Weeknotes 90 - Going to the hotel
- I’ve had the best holiday. There was no pressure to go anywhere or do anything, so we just did whatever we felt like each day. Baked some bread, made dinners, ordered dinners in, dirtied the kitchen, cleaned the kitchen, stayed up, slept in, goofed off, watched films. I wish there was more time to do more of that.
- We do this thing we call “going to the hotel” where we basically act as if the bedroom is a hotel room. We put our robes on and watch films or TV shows in bed for the evening, pretending that the living room doesn’t exist. It feels luxurious, like a fancy treat. Powerful branding for what is essentially just going to bed early.
- Whenever I knit from a pattern I tend to use yarns I like rather than what the pattern suggests. I knit test swatches on different needle sizes to get the density and feel of fabric that I want. Usually this results in a different number of stitches and rows per 10cm test square to what’s specified in the pattern (you have to match the number of stitches and rows per inch, otherwise you will end up knitting the wrong size). There’s some maths involved in working out which size instructions to follow to get the size I actually want, based on the difference in stitch counts. I’ve been using an online calculator for this for the last fifteen years, but when I tried to find it the other day it seems to have disappeared off the face of the internet. That made me really sad.

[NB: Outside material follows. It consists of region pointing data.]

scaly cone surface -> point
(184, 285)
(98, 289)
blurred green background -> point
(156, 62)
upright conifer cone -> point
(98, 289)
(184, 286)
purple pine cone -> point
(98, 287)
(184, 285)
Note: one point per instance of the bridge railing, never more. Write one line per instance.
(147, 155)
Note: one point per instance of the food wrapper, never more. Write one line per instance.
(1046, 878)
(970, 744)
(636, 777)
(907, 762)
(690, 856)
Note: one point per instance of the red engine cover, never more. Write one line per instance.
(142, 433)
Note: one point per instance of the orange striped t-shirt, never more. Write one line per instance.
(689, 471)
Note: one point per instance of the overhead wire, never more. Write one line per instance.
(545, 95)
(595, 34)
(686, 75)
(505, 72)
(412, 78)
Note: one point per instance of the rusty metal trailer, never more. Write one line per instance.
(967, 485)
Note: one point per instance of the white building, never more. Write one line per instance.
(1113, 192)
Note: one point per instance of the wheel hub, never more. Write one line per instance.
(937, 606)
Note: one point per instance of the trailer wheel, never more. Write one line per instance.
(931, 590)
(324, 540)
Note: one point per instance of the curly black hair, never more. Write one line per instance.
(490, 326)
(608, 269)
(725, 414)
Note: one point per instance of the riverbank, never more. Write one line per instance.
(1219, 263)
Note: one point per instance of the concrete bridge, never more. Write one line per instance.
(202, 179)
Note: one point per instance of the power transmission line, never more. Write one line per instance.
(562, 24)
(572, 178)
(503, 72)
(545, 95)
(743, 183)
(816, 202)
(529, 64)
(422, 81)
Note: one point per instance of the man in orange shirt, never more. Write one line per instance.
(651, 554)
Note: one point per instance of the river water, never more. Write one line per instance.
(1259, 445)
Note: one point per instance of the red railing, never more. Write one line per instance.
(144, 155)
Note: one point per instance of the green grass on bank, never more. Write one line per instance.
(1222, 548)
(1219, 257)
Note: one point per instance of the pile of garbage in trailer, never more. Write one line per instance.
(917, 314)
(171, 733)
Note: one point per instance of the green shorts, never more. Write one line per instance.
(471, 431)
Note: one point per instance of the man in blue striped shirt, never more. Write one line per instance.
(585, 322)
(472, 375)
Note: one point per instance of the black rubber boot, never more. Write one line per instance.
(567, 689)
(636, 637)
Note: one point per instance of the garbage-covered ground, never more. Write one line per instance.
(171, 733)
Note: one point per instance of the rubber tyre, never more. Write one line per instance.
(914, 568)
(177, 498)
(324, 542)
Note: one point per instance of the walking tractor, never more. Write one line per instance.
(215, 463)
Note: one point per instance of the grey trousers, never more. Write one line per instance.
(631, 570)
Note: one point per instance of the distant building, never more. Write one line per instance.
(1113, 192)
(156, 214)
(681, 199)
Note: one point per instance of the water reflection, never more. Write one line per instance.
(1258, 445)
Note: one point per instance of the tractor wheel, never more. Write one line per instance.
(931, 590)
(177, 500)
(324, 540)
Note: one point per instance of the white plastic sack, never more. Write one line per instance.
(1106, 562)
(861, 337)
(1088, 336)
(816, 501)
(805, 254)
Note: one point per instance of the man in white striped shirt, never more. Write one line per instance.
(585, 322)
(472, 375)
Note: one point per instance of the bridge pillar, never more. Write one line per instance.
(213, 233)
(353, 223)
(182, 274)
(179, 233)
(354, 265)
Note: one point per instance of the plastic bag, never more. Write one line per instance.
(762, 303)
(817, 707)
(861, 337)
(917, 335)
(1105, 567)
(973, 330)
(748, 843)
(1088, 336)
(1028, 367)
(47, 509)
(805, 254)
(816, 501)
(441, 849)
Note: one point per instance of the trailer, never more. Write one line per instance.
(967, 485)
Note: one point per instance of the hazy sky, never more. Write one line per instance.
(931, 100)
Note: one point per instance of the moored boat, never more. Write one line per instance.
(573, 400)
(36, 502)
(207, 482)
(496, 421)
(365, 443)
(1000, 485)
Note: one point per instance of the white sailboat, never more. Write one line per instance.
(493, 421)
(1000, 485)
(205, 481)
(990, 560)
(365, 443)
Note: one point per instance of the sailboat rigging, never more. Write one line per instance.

- The maths is really simple, and could be done on paper, but in reality it makes my head hurt. The cost of making a mistake at this step is potentially huge, since some of the projects take me months to complete. I make the calculation rarely enough that I’d have to re-learn it each time. My partner took pity on me and made me a custom calculator, Stitchy, based on my instructions. I used it as an opportunity to play with CSS again to make it a bit less 90s looking.
- I wanted Stitchy to have dark mode so I can use it in the evening without it searing my retinas. I used the Solarized palette and its dark/light background principles. I’ve been a long time fan of Solarized as a palette for my terminal and vim. Using individual colours in a project that can switch modes made me appreciate the thought that went into designing it, not just the aesthetic.
- I bought some decorative guords. The flat looks so seasonal.